SPARTITI - TOUR di presentazione di AUSTERITA’

SPARTITI

TOUR di presentazione di AUSTERITA’

Domenica 20 Marzo, ore 17.00 e ore 21.00: BOLOGNA - Teatro del Navile

Venerdì 25 marzo - NAPOLI- Domus Ars

Sabato 26 Marzo: MILANO - Arci Bellezza

Sabato 2 Aprile – UDINE _ Teatro San Giorgio

Giovedì 7 Aprile: PAVIA - Spazio Musica

Sabato 9 Aprile: SALUZZO (CN) - Antico Palazzo Comunale

Venerdì 15 Aprile: ROMA - Monk club

Venerdì 22 Aprile: BUSTO ARSIZIO (VA) - Circolo Arci Gagarin

Sabato 23 Aprile: MODENA – Off

Venerdì 29 Aprile – EMPOLI (FI) – IO R* ESISTO FESTIVAL

Sabato 7 maggio - TERLIZZI (BA) MAT Laboratorio Urbano

 

Dopo i SOLD OUT delle prime due date, a Reggio Emilia e Paratico (BS), continua il tour degli SPARTITI con una DOPPIA DATA a BOLOGNA: esaurite le prenotazioni per il concerto delle 21.00 del 20/03, Jukka Reverberi e Max Collini si esibiranno anche alle ore 17.00.

 

A questo link è possibile vedere il primo video

AUSTERITA’

http://video.repubblica.it/spettacoli-e-cultura/spartiti-jukka-reverberi-e-max-collini-in-austerita/231315/230782

 

L’11 marzo è uscito “Austerità”, il primo disco ufficiale di Spartiti, il progetto di Jukka Reverberi (chitarrista dei Giardini di Mirò) e Max Collini (voce e testi nei disciolti Offlaga Disco Pax) e Austerità.  L’album arriva dopo circa sessanta concerti negli ultimi due anni e un ep dal vivo realizzato in perfetta autoproduzione e già esaurito da tempo.
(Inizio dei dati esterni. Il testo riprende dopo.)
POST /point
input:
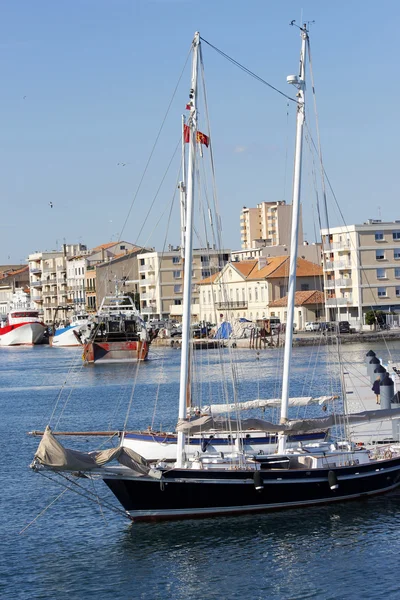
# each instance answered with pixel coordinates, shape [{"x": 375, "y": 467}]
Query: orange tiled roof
[
  {"x": 12, "y": 272},
  {"x": 245, "y": 267},
  {"x": 272, "y": 264},
  {"x": 210, "y": 279},
  {"x": 301, "y": 298},
  {"x": 305, "y": 268},
  {"x": 104, "y": 246}
]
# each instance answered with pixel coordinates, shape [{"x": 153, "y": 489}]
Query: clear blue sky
[{"x": 85, "y": 85}]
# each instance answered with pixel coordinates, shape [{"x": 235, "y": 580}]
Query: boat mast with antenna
[
  {"x": 187, "y": 282},
  {"x": 300, "y": 83}
]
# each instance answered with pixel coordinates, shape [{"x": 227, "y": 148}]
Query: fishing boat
[
  {"x": 118, "y": 333},
  {"x": 234, "y": 482},
  {"x": 72, "y": 333},
  {"x": 23, "y": 325}
]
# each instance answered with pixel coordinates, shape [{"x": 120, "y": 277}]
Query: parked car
[
  {"x": 326, "y": 326},
  {"x": 274, "y": 323},
  {"x": 343, "y": 327}
]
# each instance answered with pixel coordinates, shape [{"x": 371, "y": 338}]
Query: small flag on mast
[{"x": 201, "y": 138}]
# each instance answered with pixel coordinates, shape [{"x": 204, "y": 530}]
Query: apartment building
[
  {"x": 310, "y": 252},
  {"x": 161, "y": 280},
  {"x": 48, "y": 281},
  {"x": 121, "y": 272},
  {"x": 361, "y": 270},
  {"x": 12, "y": 279},
  {"x": 247, "y": 288},
  {"x": 268, "y": 224},
  {"x": 82, "y": 275}
]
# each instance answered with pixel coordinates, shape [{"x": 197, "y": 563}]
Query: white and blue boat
[{"x": 71, "y": 334}]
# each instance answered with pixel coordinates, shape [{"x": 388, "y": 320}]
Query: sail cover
[
  {"x": 51, "y": 453},
  {"x": 217, "y": 409},
  {"x": 208, "y": 423}
]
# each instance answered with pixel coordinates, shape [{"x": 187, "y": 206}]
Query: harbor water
[{"x": 77, "y": 549}]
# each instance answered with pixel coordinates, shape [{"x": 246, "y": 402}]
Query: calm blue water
[{"x": 74, "y": 551}]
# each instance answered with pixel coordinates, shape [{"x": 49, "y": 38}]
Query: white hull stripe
[{"x": 175, "y": 513}]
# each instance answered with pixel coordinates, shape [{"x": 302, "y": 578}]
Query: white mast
[
  {"x": 299, "y": 83},
  {"x": 187, "y": 282},
  {"x": 182, "y": 190}
]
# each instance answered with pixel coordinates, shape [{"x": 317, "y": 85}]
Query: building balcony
[
  {"x": 345, "y": 245},
  {"x": 339, "y": 301},
  {"x": 344, "y": 282},
  {"x": 337, "y": 264},
  {"x": 147, "y": 297},
  {"x": 145, "y": 310},
  {"x": 231, "y": 305},
  {"x": 146, "y": 268},
  {"x": 148, "y": 281}
]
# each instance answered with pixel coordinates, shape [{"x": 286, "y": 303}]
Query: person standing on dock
[{"x": 376, "y": 388}]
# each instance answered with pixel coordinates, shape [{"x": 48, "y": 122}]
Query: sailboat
[{"x": 222, "y": 483}]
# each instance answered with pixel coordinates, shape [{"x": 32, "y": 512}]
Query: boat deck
[{"x": 360, "y": 397}]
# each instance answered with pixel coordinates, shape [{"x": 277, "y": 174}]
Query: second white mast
[
  {"x": 187, "y": 281},
  {"x": 300, "y": 84}
]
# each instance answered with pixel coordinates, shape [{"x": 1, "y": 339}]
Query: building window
[
  {"x": 382, "y": 292},
  {"x": 381, "y": 273}
]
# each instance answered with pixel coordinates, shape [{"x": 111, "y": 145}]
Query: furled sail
[
  {"x": 208, "y": 423},
  {"x": 51, "y": 453},
  {"x": 217, "y": 409}
]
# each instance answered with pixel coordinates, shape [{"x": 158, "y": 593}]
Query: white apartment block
[
  {"x": 247, "y": 288},
  {"x": 161, "y": 280},
  {"x": 361, "y": 270},
  {"x": 48, "y": 281},
  {"x": 311, "y": 252},
  {"x": 268, "y": 224}
]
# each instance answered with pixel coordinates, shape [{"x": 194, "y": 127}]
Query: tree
[
  {"x": 370, "y": 317},
  {"x": 135, "y": 297}
]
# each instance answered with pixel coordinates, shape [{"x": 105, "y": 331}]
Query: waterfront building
[
  {"x": 12, "y": 278},
  {"x": 268, "y": 224},
  {"x": 161, "y": 280},
  {"x": 247, "y": 288},
  {"x": 48, "y": 281},
  {"x": 361, "y": 270}
]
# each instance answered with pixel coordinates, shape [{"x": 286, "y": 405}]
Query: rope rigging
[{"x": 246, "y": 70}]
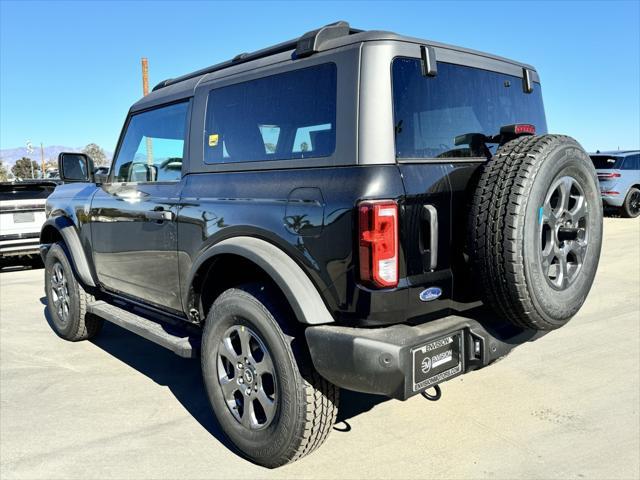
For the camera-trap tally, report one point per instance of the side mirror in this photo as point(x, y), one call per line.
point(75, 167)
point(101, 175)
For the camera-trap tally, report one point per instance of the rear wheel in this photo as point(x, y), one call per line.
point(631, 206)
point(261, 384)
point(66, 299)
point(536, 230)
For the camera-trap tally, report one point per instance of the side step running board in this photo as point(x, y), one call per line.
point(164, 335)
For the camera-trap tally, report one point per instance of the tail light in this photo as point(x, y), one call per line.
point(378, 243)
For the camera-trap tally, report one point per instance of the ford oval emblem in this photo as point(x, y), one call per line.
point(430, 293)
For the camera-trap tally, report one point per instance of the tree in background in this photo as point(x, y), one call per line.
point(22, 168)
point(4, 173)
point(97, 155)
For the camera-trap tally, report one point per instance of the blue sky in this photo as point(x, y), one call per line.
point(70, 70)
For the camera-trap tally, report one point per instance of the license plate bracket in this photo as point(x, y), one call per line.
point(437, 360)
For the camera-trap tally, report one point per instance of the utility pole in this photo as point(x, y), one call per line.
point(145, 92)
point(29, 152)
point(42, 159)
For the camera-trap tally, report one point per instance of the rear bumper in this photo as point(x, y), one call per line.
point(379, 360)
point(612, 200)
point(19, 244)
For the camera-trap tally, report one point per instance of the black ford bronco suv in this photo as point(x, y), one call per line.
point(350, 209)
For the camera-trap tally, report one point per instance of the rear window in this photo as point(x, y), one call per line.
point(285, 116)
point(16, 191)
point(604, 162)
point(431, 112)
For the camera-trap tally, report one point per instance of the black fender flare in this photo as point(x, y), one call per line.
point(301, 293)
point(69, 234)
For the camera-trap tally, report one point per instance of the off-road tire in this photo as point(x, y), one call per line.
point(627, 211)
point(506, 229)
point(79, 325)
point(307, 404)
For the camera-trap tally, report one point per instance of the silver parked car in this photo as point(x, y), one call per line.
point(22, 215)
point(619, 176)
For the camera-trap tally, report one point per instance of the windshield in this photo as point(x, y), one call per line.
point(460, 101)
point(604, 162)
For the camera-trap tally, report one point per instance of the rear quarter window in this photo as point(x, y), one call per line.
point(290, 115)
point(434, 115)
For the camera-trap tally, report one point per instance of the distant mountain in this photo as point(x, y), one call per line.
point(10, 155)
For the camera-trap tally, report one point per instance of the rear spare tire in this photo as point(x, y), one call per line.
point(536, 230)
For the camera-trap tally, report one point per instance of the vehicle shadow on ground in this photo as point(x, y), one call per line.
point(183, 377)
point(17, 264)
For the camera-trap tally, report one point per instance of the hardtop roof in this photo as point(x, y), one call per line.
point(184, 86)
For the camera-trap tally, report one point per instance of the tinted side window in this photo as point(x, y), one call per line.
point(632, 162)
point(280, 117)
point(448, 115)
point(153, 146)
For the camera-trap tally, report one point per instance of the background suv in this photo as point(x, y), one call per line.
point(619, 176)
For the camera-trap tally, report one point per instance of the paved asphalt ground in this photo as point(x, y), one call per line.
point(120, 407)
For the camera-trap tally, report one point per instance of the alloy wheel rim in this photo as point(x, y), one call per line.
point(564, 221)
point(247, 377)
point(60, 293)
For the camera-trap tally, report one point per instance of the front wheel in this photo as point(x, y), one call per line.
point(66, 299)
point(268, 399)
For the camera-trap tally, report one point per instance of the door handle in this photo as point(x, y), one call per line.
point(160, 215)
point(430, 216)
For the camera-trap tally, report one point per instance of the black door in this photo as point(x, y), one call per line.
point(133, 230)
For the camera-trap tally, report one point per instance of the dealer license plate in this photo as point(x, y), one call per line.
point(437, 361)
point(24, 217)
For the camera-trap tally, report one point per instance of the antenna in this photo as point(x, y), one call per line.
point(145, 92)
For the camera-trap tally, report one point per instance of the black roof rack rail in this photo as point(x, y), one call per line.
point(308, 44)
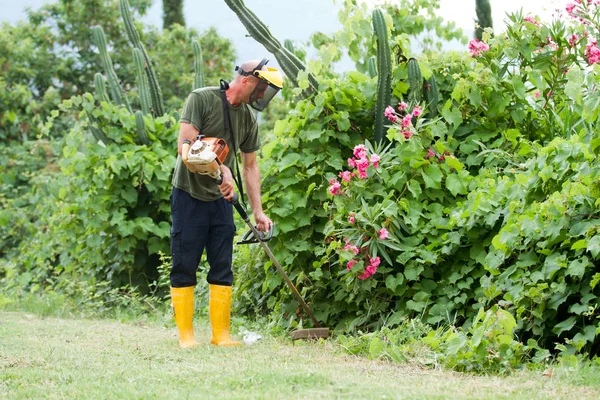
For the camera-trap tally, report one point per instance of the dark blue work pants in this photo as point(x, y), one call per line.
point(197, 225)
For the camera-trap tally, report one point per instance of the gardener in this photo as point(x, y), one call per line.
point(202, 216)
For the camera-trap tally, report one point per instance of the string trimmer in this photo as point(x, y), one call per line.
point(205, 157)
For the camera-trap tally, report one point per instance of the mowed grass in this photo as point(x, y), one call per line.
point(53, 358)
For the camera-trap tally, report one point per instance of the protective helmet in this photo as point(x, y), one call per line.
point(270, 81)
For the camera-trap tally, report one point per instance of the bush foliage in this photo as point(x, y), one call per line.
point(487, 199)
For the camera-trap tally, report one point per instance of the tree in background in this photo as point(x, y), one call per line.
point(173, 13)
point(484, 17)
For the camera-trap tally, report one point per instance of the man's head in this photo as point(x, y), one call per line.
point(259, 83)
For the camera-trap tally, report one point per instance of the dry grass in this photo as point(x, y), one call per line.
point(62, 358)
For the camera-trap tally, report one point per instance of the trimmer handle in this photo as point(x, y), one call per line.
point(235, 201)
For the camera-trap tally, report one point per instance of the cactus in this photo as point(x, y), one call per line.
point(142, 81)
point(431, 94)
point(384, 67)
point(198, 65)
point(140, 128)
point(100, 88)
point(372, 67)
point(483, 9)
point(115, 89)
point(289, 63)
point(415, 81)
point(288, 44)
point(134, 38)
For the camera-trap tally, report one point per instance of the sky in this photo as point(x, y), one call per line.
point(298, 19)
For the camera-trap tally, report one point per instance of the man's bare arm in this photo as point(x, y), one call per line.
point(186, 131)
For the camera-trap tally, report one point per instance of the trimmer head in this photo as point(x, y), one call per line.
point(311, 333)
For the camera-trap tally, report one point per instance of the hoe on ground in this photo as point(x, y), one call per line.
point(255, 236)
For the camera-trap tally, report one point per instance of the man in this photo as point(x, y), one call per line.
point(202, 217)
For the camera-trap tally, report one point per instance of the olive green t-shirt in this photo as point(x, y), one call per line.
point(204, 110)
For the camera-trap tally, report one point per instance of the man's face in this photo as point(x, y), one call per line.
point(255, 88)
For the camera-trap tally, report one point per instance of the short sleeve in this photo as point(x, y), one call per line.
point(251, 142)
point(192, 110)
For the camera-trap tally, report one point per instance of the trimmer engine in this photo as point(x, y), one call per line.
point(206, 155)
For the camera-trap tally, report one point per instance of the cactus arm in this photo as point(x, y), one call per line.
point(384, 67)
point(100, 88)
point(289, 63)
point(140, 128)
point(415, 81)
point(134, 38)
point(115, 89)
point(142, 81)
point(198, 65)
point(372, 67)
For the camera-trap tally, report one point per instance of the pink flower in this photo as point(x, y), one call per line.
point(346, 176)
point(371, 269)
point(362, 166)
point(592, 52)
point(350, 264)
point(360, 151)
point(350, 247)
point(573, 39)
point(476, 47)
point(531, 20)
point(390, 114)
point(375, 261)
point(375, 160)
point(335, 187)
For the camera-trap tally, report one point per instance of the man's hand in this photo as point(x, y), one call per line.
point(186, 131)
point(227, 187)
point(263, 223)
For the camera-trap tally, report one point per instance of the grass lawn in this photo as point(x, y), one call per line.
point(48, 357)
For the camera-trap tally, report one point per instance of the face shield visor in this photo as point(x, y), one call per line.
point(262, 94)
point(269, 82)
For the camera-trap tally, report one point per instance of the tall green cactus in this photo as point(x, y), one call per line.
point(431, 94)
point(134, 38)
point(115, 89)
point(198, 65)
point(289, 63)
point(100, 88)
point(384, 68)
point(372, 67)
point(140, 128)
point(142, 81)
point(415, 81)
point(483, 9)
point(288, 44)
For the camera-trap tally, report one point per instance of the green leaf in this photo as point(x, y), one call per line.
point(564, 326)
point(432, 176)
point(594, 246)
point(454, 185)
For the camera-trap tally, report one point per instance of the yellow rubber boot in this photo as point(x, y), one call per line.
point(183, 307)
point(220, 315)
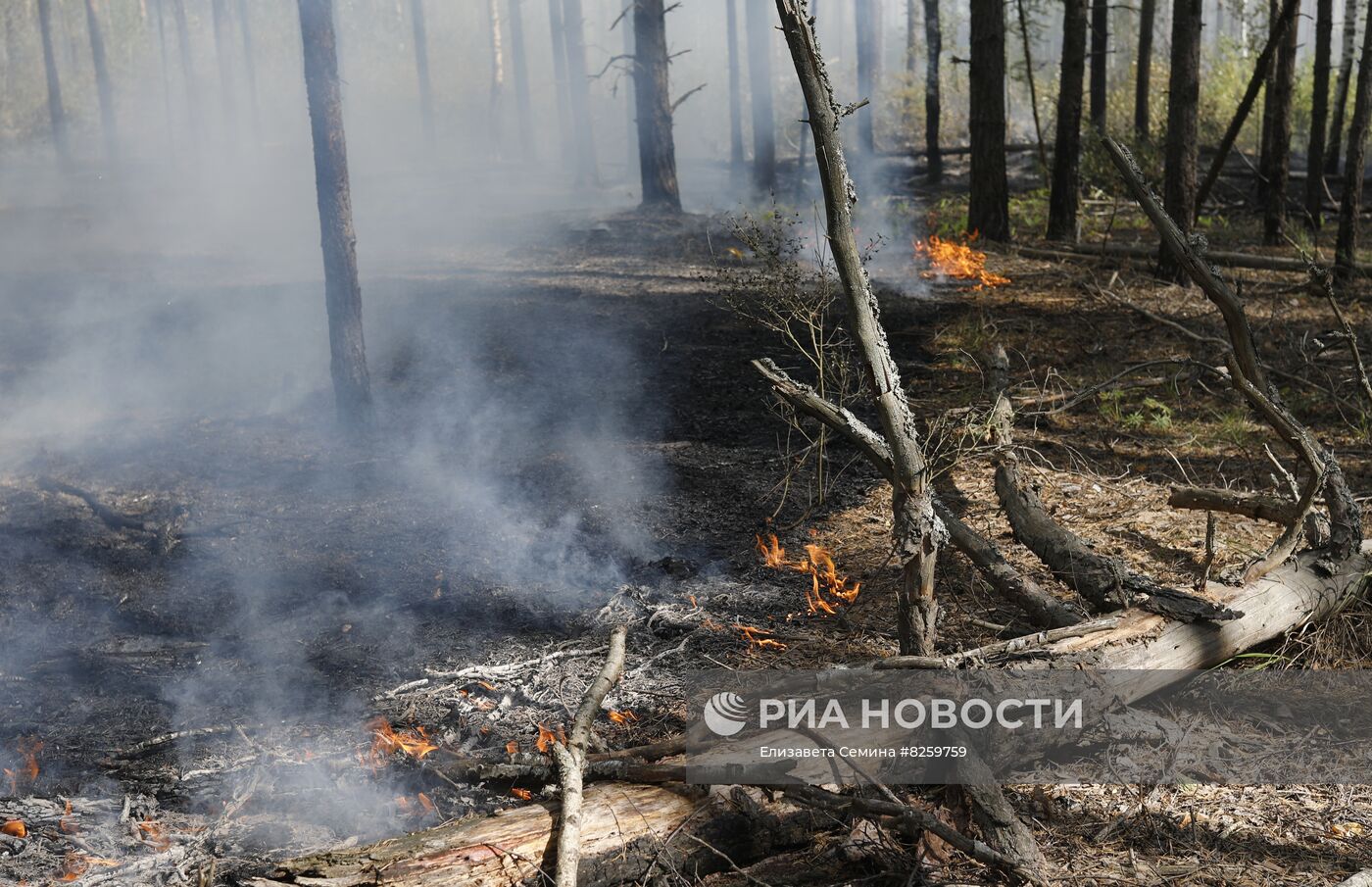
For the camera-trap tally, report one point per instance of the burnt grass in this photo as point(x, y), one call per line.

Partendo dalle narrazioni di Max e dalle sue passioni letterarie codesti Spartiti hanno sviluppato nel corso del tempo anche un'autonomia sonora e una loro peculiarità stilistica e i nove brani di Austerità, pur caratterizzati dall'inconfondibile voce narrante di Collini, spaziano di conseguenza in territori differenti sia in ambito testuale che per arrangiamenti e scelte di produzione rispetto ai gruppi di provenienza. Nelle storie di Max (e di altri autori: Paolo Nori, Simone Lenzi, Arturo Bertoldi e Simona Vinci), l'immaginario condiviso del duo scarta di volta in volta verso la letteratura, la politica - o quel che ne resta -, l'autobiografia e, per quanto in forma non convenzionale, perfino la canzone. I brani del disco affrontano vicende intime, personali, austere (appunto) ma non per questo meno collettive. Le scoprirete immersi in un panorama sonoro che accresce l'evocatività e il coinvolgimento emotivo dell'ascoltatore, che in pochi attimi passa dalla leggerezza alla commozione, dall'ironia del senno di poi all'ingenuità di quanto avrebbe potuto essere e che non sarebbe stato mai. Le chitarre, le batterie campionate e le melodie di Jukka Reverberi, autore di tutte le musiche, sostengono la voce di Max, sempre più a nudo nella consapevolezza che se non è possibile cambiare il mondo si può sempre cercare di fare in modo che il mondo non cambi troppo noi stessi.